Cabombas are quite hard to grow. I think Camomba caroliniana is the most common one, the one you're most likely to pick up from a pet shop. Here's more info on it:
http://www.tropica.com/productcard_1.asp?id=015
In general I find Tropica more useful than plantgeek, as they have much more info on the plants. 
Use the URL
http://www.tropica.com/default.asp
to get info on all their plants.

I had some cabomba, it looked great for a bit, see it in the back right of this picture








and then it simply fell apart. My tank is fairly low light (1.5WPG), no CO2 injection, no ferts.


----------



## maxpayne_lhp (Jan 19, 2005)

They are a bit nasty... I can find them all over my tank in the surface.. However, we can't find any other here.


----------



## Damon (Jan 18, 2005)

Cabomba is a pretty plant, but deffinitely not for the low tech tanks. They require higher light and CO2. They will grow well in almost for any tank for a couple of weeks, then die off clogging filter intakes.


----------



## ALFA WOLF (May 24, 2005)

That is stuff that u need to watch otu for cause i had the same problem with it gettign in my filter i ended up takign it out and replacign some parts of my filter.


----------



## slidewaysL28E (May 31, 2005)

Yep, As long as you allow most of the plant to asorb a decent amount of light you will be okay, it's been living in my tank for a long time without CO2 injection or intense lighting, i just recently purchased a CO2 because the whole DIY system was too unreliable for me.
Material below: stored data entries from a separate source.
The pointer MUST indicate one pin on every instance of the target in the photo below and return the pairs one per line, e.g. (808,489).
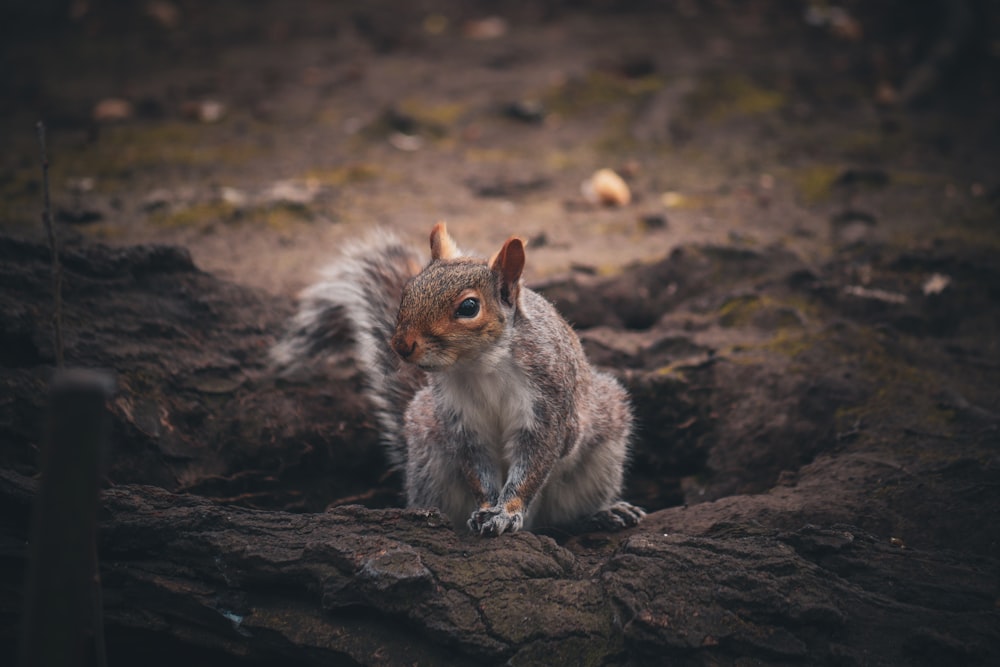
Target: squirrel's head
(457,308)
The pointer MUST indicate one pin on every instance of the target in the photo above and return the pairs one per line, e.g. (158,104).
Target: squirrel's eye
(468,308)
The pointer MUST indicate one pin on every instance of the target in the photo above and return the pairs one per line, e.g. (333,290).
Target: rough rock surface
(848,446)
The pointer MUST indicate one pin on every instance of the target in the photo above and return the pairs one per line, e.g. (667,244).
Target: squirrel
(483,394)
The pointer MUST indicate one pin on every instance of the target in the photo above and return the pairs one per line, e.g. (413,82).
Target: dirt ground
(260,139)
(801,293)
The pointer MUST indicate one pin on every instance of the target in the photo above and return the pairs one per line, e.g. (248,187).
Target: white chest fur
(494,402)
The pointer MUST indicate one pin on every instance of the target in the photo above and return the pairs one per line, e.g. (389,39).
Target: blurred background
(260,135)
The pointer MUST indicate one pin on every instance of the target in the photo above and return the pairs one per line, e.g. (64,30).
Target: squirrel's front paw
(495,521)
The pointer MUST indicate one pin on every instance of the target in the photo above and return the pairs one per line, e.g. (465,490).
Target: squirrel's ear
(509,263)
(442,245)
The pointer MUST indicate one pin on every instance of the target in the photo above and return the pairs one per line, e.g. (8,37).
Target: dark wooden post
(62,620)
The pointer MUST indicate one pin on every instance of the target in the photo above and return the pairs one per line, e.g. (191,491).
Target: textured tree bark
(853,520)
(354,585)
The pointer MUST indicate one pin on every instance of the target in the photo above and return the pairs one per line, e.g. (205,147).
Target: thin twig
(53,247)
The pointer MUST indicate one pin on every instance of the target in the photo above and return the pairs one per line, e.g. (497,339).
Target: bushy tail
(361,291)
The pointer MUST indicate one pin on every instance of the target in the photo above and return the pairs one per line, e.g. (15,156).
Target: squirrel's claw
(617,516)
(495,521)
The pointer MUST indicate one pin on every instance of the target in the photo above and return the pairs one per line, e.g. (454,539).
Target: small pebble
(607,188)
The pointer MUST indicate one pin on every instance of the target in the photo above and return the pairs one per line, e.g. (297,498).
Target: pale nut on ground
(606,187)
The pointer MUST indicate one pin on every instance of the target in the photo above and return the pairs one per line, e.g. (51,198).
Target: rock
(607,188)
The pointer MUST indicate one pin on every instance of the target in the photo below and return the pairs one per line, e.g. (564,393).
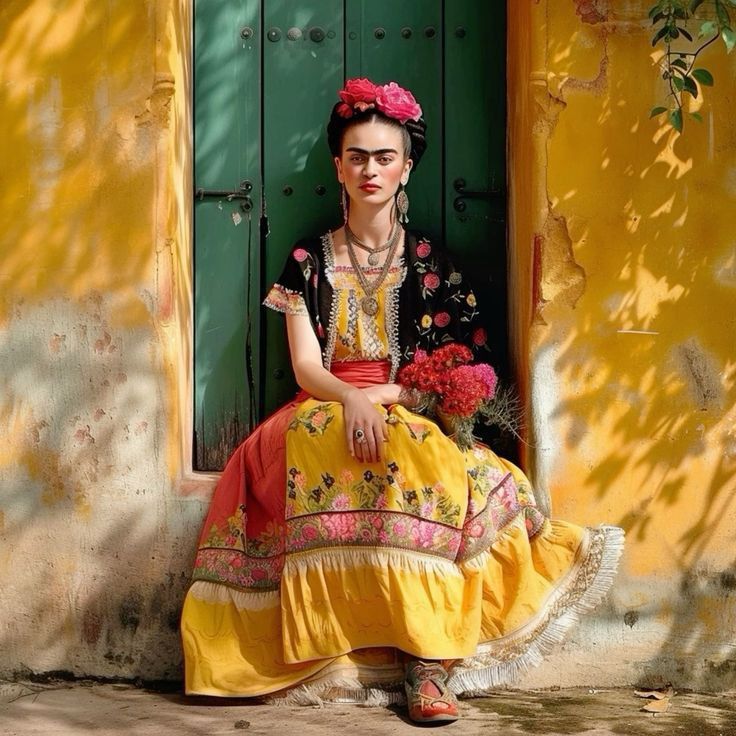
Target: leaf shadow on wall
(96,547)
(635,317)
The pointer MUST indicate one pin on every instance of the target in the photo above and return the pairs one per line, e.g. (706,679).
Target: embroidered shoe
(428,698)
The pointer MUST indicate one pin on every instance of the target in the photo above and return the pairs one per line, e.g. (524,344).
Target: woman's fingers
(365,435)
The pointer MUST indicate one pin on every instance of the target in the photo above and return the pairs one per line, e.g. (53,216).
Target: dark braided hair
(413,131)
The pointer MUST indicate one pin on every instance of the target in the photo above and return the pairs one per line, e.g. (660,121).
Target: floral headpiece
(361,94)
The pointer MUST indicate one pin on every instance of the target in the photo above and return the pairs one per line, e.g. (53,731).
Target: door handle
(463,194)
(243,192)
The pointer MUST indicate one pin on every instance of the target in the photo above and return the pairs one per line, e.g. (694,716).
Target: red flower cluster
(393,101)
(455,387)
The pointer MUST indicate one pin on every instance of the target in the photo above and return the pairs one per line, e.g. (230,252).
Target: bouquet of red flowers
(460,394)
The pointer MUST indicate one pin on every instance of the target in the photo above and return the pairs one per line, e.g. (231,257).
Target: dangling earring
(402,204)
(344,203)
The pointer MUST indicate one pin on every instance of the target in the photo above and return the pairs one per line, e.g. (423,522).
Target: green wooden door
(262,97)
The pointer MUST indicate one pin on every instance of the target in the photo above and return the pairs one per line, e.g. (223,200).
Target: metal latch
(243,192)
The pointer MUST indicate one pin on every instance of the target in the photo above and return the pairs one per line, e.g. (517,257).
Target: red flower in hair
(442,319)
(358,90)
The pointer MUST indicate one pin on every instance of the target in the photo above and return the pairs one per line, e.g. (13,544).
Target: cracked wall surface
(624,332)
(97,518)
(622,280)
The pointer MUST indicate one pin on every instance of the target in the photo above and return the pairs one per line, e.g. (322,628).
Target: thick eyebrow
(377,152)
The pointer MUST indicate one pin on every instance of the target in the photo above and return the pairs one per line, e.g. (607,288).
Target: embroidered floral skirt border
(315,573)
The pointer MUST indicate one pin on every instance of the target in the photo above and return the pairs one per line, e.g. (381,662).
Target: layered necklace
(369,303)
(373,259)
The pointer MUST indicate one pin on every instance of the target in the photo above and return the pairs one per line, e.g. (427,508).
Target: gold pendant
(369,304)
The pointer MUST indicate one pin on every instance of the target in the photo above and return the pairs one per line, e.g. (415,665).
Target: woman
(351,547)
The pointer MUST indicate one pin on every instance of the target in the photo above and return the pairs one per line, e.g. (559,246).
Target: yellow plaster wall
(624,268)
(619,228)
(95,301)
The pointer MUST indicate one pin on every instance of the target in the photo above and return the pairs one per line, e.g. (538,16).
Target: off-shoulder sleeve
(288,293)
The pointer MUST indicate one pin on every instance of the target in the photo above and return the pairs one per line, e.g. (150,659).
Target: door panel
(303,70)
(226,238)
(261,108)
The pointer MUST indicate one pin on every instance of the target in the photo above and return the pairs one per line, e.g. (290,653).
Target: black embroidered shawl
(435,302)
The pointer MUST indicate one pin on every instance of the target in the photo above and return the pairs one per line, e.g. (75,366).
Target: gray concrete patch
(70,709)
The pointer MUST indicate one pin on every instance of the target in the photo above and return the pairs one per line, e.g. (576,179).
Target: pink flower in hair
(355,91)
(397,102)
(344,110)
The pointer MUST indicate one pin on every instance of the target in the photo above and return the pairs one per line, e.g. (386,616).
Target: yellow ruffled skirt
(317,571)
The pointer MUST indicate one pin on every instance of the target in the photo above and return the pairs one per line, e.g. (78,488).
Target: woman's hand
(383,393)
(359,413)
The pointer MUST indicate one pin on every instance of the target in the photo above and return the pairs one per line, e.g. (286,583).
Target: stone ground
(58,708)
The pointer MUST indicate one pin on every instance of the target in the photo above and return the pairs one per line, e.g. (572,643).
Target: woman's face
(372,164)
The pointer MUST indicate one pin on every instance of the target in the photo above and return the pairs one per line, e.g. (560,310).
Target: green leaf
(690,86)
(661,33)
(724,19)
(709,28)
(703,76)
(675,119)
(729,38)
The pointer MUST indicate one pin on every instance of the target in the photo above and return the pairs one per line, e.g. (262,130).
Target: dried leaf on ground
(657,706)
(655,694)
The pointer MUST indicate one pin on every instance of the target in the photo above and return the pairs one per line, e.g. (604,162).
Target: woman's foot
(428,698)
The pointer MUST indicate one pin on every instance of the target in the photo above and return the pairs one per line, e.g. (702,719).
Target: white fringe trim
(476,675)
(204,590)
(340,690)
(351,557)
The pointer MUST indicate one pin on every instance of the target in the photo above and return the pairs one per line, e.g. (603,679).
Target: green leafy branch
(671,19)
It's needs constant trimming and the Substrate will need to be syphoned regularly, this is the only downfall of the plant. . .other than that it's a great plant to have because it's soft appearance, and texture increase the natural look of the tank dramatically, . . as well as how it flows in the current of the filter


----------



## ALFA WOLF (May 24, 2005)

IT is also a very common plant in my oppinion, I have seen it many times in my freinds tankes but i dont use it anymore since the insident with my filter burned a hole in my pocket.


----------